PDA

View Full Version : eletrical issues



khyland
06-22-2015, 07:08 PM
hi, I have a 88 supra with the 351 ford in it. I can't figure out why it doesn't start good. I rebuilt my carb so fuel is not the problem. I came to the conclusion that its spark. so I put a new coil and distributer cap and new points and condenser. I tuned it all up and it ran fine. got to the lake and it ran like it was out of time, missing hitting on 6 cylinders until it finally died and I couldn't start it. When I was checking to see if my coil was good, I broke the points to see if I had spark and I couldn't get it to spark so I figured my coil was shot. so thats why i put a new coil on. but when I did, I still didnt have a spark, but my engine still ran.... how is that possible. So I am thinking that I'm not getting enough spark to start my motor because it always floods itself, even after its warm. If I'm not getting enough spark what are some of the reasons. Not a good ground??? getting very frustrated with the boat. when its warm you should just hit the starter and it should crack right off. I do know things about motors but not marine motors but to me it should be the same.

any help would be GREATLY appreciated.

chris young
06-23-2015, 10:03 AM
There are 2 things that sounds like they need to be done. The first is adjust the primary float in the carb so that you arent' flooding when warm. The reason for this flooding is that the floats are set too high and the primary boosters continue to drip fuel after the engine is shut down. This is easy to check, simply pull off the spark arrestor right after shut down and look down the primary barrels and see if fuel is coming out one or both primary boosters. If during your carb rebuild, you set the floats level with the bottom of the bowl per Holley instructions, and your motor is tilted (I'm assuming it is) then the floats are set too high.
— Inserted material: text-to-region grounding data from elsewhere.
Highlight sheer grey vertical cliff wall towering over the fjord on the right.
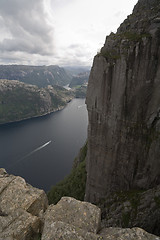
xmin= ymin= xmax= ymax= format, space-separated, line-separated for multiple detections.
xmin=86 ymin=0 xmax=160 ymax=202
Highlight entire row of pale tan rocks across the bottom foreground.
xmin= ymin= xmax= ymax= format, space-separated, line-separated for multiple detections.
xmin=0 ymin=169 xmax=160 ymax=240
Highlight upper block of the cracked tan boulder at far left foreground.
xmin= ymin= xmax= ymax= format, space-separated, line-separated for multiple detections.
xmin=0 ymin=169 xmax=48 ymax=216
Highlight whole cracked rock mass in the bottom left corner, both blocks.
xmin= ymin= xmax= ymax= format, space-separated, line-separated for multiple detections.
xmin=0 ymin=168 xmax=48 ymax=240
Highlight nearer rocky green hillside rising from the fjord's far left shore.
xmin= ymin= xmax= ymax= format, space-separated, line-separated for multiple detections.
xmin=0 ymin=79 xmax=73 ymax=124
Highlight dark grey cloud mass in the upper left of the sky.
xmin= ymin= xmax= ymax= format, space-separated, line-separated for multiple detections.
xmin=0 ymin=0 xmax=54 ymax=55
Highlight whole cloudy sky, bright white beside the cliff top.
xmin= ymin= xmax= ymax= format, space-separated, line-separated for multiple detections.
xmin=0 ymin=0 xmax=137 ymax=66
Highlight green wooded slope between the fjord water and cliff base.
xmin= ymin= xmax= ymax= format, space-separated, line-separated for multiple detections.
xmin=47 ymin=143 xmax=87 ymax=204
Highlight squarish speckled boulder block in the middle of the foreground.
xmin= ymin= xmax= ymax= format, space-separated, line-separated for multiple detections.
xmin=42 ymin=197 xmax=101 ymax=239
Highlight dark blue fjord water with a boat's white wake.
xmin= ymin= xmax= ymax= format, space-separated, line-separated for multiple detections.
xmin=0 ymin=99 xmax=88 ymax=191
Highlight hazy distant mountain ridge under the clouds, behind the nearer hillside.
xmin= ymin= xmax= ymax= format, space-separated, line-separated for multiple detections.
xmin=0 ymin=65 xmax=71 ymax=87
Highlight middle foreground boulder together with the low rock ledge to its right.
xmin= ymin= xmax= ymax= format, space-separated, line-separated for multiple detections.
xmin=42 ymin=197 xmax=160 ymax=240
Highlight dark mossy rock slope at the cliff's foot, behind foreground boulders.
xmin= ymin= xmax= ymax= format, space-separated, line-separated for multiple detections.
xmin=101 ymin=185 xmax=160 ymax=235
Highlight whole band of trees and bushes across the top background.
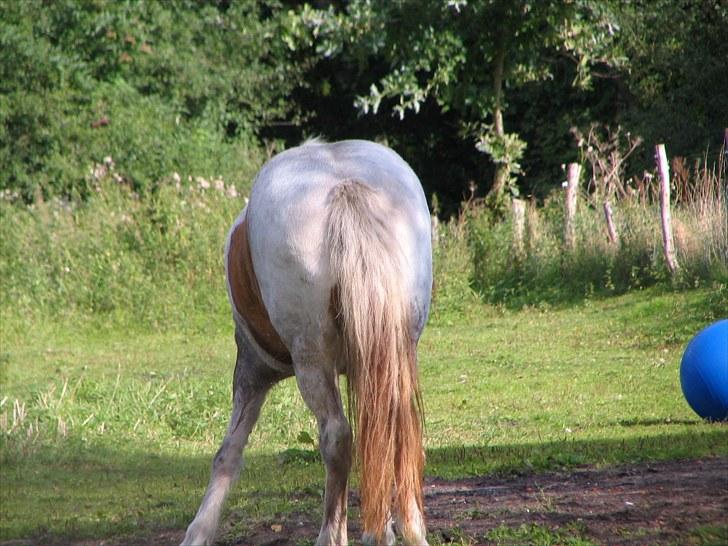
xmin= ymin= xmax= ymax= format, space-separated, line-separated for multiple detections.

Secondly, if your starter solenoid has secondary contacts on it, you can connect a wire directly from the start solenoid to the +ve post on your coil. This bypasses the ballast resistor only when the starter is engaged, and puts a full 12V to the coil.
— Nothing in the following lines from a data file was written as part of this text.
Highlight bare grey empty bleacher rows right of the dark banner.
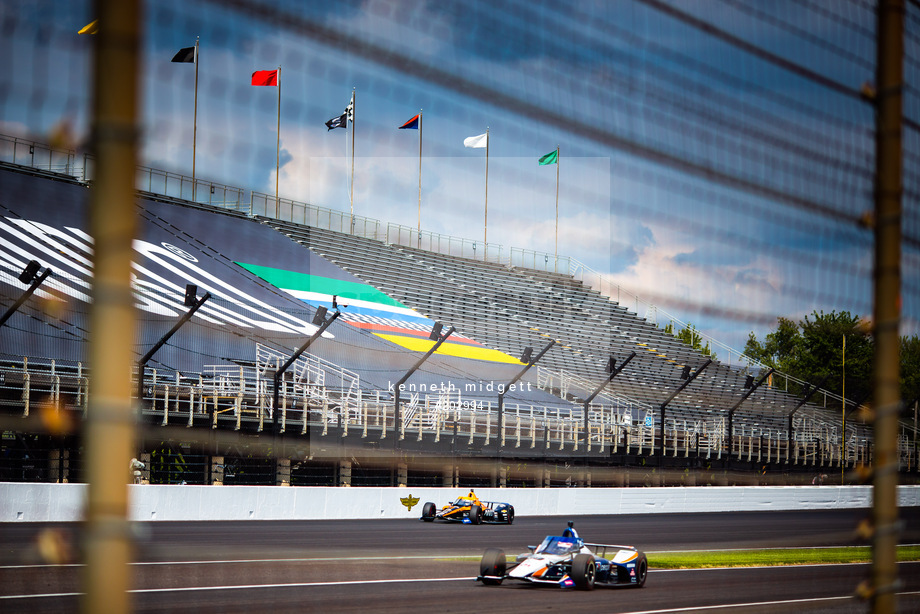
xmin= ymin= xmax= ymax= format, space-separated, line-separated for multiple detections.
xmin=259 ymin=212 xmax=867 ymax=462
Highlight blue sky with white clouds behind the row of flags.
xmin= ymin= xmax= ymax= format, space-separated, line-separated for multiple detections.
xmin=0 ymin=0 xmax=920 ymax=359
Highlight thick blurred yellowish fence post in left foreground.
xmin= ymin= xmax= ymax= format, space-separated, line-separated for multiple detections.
xmin=81 ymin=0 xmax=143 ymax=614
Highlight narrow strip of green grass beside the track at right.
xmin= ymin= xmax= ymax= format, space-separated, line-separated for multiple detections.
xmin=647 ymin=546 xmax=920 ymax=569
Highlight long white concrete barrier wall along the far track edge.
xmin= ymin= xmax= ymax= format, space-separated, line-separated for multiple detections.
xmin=0 ymin=482 xmax=920 ymax=522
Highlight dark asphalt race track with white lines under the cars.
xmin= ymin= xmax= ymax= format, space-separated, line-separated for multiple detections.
xmin=0 ymin=508 xmax=920 ymax=614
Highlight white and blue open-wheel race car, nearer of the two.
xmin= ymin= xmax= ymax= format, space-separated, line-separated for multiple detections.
xmin=476 ymin=522 xmax=648 ymax=590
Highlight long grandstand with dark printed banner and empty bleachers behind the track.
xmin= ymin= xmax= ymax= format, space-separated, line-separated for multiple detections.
xmin=0 ymin=143 xmax=917 ymax=485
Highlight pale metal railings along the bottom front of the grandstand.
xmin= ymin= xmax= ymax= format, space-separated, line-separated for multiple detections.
xmin=0 ymin=358 xmax=904 ymax=472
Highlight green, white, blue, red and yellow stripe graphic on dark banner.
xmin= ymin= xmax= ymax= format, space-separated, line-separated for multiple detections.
xmin=237 ymin=262 xmax=520 ymax=364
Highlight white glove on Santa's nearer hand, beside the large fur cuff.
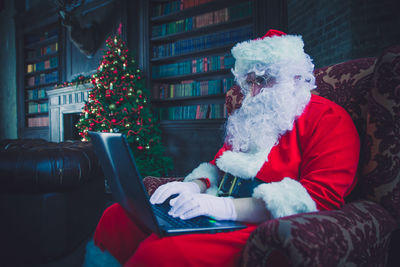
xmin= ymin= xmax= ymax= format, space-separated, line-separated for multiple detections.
xmin=168 ymin=193 xmax=237 ymax=221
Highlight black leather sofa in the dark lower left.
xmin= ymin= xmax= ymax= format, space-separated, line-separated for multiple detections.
xmin=0 ymin=139 xmax=104 ymax=266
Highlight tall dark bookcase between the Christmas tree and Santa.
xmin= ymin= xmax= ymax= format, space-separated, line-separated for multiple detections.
xmin=142 ymin=0 xmax=258 ymax=176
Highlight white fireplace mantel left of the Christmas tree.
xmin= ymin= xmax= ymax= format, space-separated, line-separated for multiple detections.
xmin=47 ymin=83 xmax=93 ymax=142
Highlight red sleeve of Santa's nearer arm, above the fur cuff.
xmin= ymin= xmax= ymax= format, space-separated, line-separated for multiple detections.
xmin=299 ymin=101 xmax=360 ymax=210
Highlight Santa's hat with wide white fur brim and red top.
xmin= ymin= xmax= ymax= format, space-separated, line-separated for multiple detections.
xmin=231 ymin=30 xmax=314 ymax=90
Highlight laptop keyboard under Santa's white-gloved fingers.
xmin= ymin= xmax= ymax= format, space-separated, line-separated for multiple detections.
xmin=152 ymin=199 xmax=211 ymax=228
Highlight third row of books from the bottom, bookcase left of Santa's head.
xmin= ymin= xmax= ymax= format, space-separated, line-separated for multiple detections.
xmin=151 ymin=54 xmax=235 ymax=79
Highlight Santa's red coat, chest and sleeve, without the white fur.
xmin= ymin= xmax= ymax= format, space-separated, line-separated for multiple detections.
xmin=210 ymin=95 xmax=360 ymax=213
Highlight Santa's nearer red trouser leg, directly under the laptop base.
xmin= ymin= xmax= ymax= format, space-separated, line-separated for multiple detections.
xmin=125 ymin=225 xmax=255 ymax=267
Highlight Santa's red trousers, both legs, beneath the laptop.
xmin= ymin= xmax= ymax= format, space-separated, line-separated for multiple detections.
xmin=94 ymin=204 xmax=256 ymax=267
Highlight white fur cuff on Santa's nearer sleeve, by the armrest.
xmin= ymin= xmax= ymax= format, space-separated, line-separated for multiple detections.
xmin=253 ymin=177 xmax=317 ymax=218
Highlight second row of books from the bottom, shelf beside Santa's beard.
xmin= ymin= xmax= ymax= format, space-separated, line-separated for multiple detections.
xmin=153 ymin=78 xmax=234 ymax=99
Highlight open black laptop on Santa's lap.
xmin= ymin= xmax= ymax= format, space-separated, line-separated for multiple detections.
xmin=88 ymin=131 xmax=246 ymax=237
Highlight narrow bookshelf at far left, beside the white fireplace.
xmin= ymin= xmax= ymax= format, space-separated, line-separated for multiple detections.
xmin=22 ymin=22 xmax=60 ymax=129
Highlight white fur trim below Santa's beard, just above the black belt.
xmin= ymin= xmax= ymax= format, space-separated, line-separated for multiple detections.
xmin=216 ymin=150 xmax=269 ymax=179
If you do both of the boat should start every time, hot or cold.

khyland
06-24-2015, 11:22 PM
There are 2 things that sounds like they need to be done. The first is adjust the primary float in the carb so that you arent' flooding when warm. The reason for this flooding is that the floats are set too high and the primary boosters continue to drip fuel after the engine is shut down. This is easy to check, simply pull off the spark arrestor right after shut down and look down the primary barrels and see if fuel is coming out one or both primary boosters. If during your carb rebuild, you set the floats level with the bottom of the bowl per Holley instructions, and your motor is tilted (I'm assuming it is) then the floats are set too high.

Secondly, if your starter solenoid has secondary contacts on it, you can connect a wire directly from the start solenoid to the +ve post on your coil. This bypasses the ballast resistor only when the starter is engaged, and puts a full 12V to the coil.
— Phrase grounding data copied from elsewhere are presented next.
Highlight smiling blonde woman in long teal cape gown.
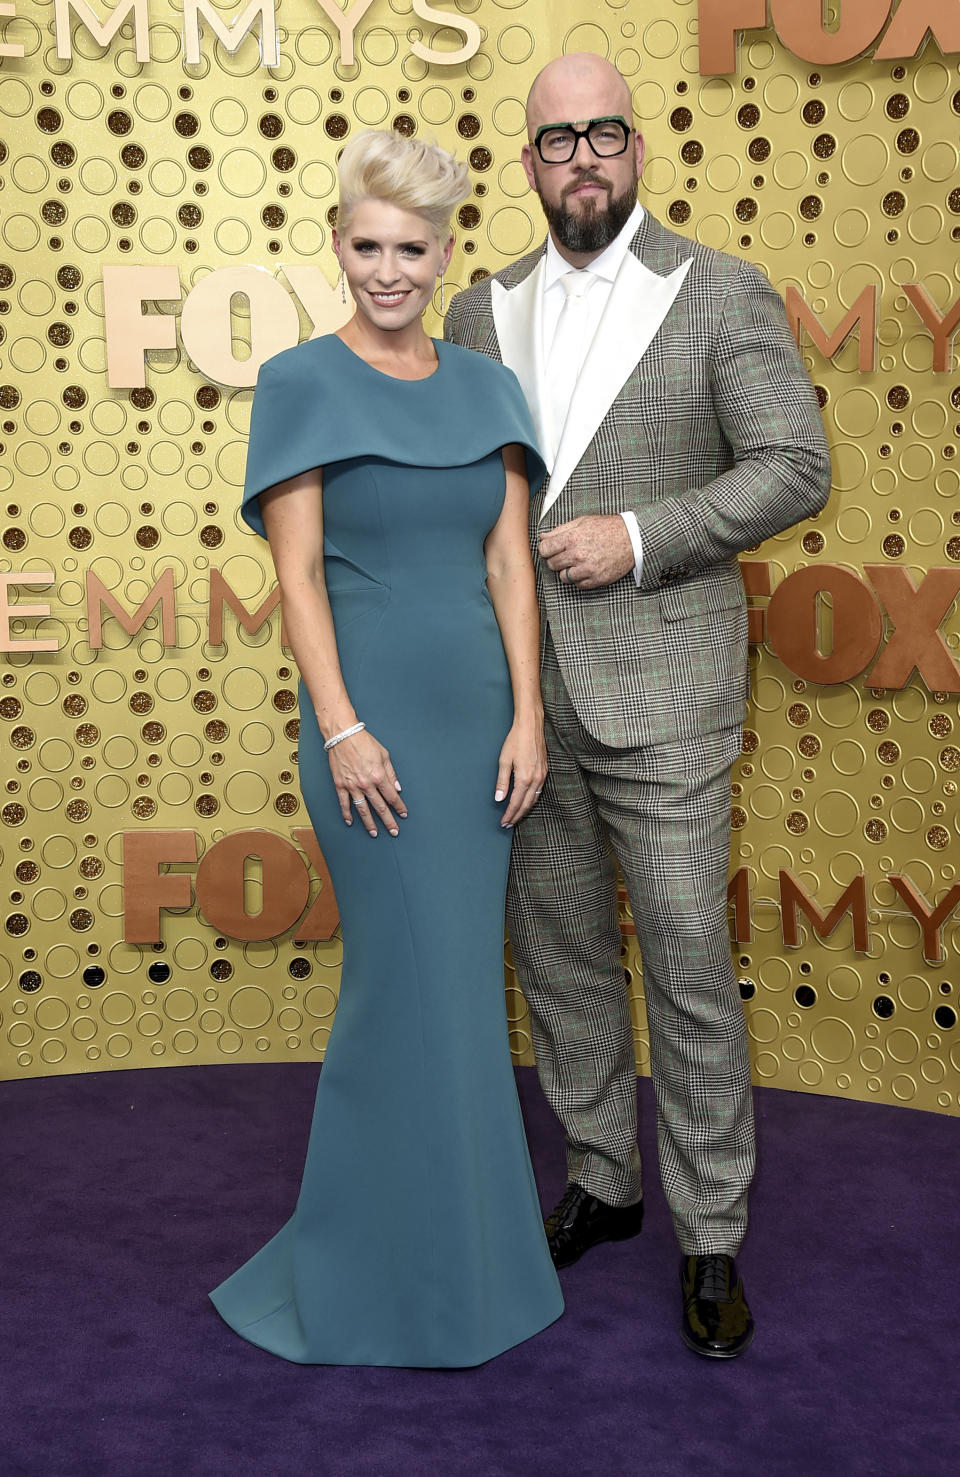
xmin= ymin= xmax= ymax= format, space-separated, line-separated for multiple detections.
xmin=211 ymin=131 xmax=563 ymax=1368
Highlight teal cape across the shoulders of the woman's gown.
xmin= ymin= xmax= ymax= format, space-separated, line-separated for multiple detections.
xmin=241 ymin=335 xmax=546 ymax=538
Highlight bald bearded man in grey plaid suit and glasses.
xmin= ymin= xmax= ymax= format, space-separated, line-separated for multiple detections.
xmin=446 ymin=53 xmax=830 ymax=1357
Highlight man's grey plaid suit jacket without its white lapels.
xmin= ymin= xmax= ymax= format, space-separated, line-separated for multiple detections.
xmin=445 ymin=211 xmax=830 ymax=747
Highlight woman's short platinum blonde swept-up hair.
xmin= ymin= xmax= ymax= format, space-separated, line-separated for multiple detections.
xmin=337 ymin=128 xmax=470 ymax=239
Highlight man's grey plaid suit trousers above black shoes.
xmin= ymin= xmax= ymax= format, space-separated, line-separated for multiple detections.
xmin=507 ymin=631 xmax=755 ymax=1255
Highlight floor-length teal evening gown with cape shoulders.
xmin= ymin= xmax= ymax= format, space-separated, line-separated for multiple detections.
xmin=211 ymin=335 xmax=563 ymax=1368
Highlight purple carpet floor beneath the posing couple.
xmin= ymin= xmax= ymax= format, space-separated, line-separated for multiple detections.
xmin=0 ymin=1065 xmax=960 ymax=1477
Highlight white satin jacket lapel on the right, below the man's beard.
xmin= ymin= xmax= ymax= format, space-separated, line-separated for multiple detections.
xmin=537 ymin=251 xmax=693 ymax=518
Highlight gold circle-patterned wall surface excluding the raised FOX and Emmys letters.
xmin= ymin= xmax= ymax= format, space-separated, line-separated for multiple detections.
xmin=0 ymin=0 xmax=960 ymax=1112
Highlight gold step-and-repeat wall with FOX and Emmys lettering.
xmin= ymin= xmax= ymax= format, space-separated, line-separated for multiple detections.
xmin=0 ymin=0 xmax=960 ymax=1112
If you do both of the boat should start every time, hot or cold.

Ok, I jumped the resistor and have good spark now. but my floats are still set to high, but my holley carb doesnt have an adjustment screw at the top of the bowl, it just has a brass plug where the set screw is supposed to be. so how can I adjust my float level without tearing the whole carb apart.

chris young
06-25-2015, 09:29 AM
Short answer, you can't.

If it makes you feel any better you don't have to pull it all apart. You just need to pull the primary bowl and bend the tang on the float. But yeah, on the marine Holley, there is no external float adjustment.

BTW if you're jumping the ballast resistor, don't leave it that way unless you're using the starter solenoid to do it, otherwise you could burn out your coil.

khyland
06-28-2015, 10:49 PM
I tested the coil to see how many volts it was putting out after i jumped the resistor and it was 12v to the coil and 6v out of the coil to the distributor. thats what I want right?? also I took the supra out this weekend. it was flooding out big time and wouldnt even run at an idol and would die, then i couldnt get it started because it would flood. I'm going to replace the carb with a new one, tired of messing with it. any idea on what a good carb would be to put in it? and I could bolt right in without a lot of re plumbing?

chris young
06-29-2015, 11:48 AM
Your carb is probably fine, and what I would hate to have happen, is for you to buy a new one and have the same issues, carbs are expensive. You can do what I did, and get yourself a 10 deg wedge spacer, (Holley sells a complete kit with the longer studs you'll need) I bought two 5 deg spacers and stacked them and it worked like a charm. The problem you run into with that is there's no place to plug the pcv hose on the new spacer so you have to drill a hole and put in some sort of fitting, I made mine out of brass. I wanted a level carb, so I was willing to go through the pains of the wedge spacer, but really, you just need to keep lowering the front float until it doesn't flood, it's a hassle, but it's completely doable.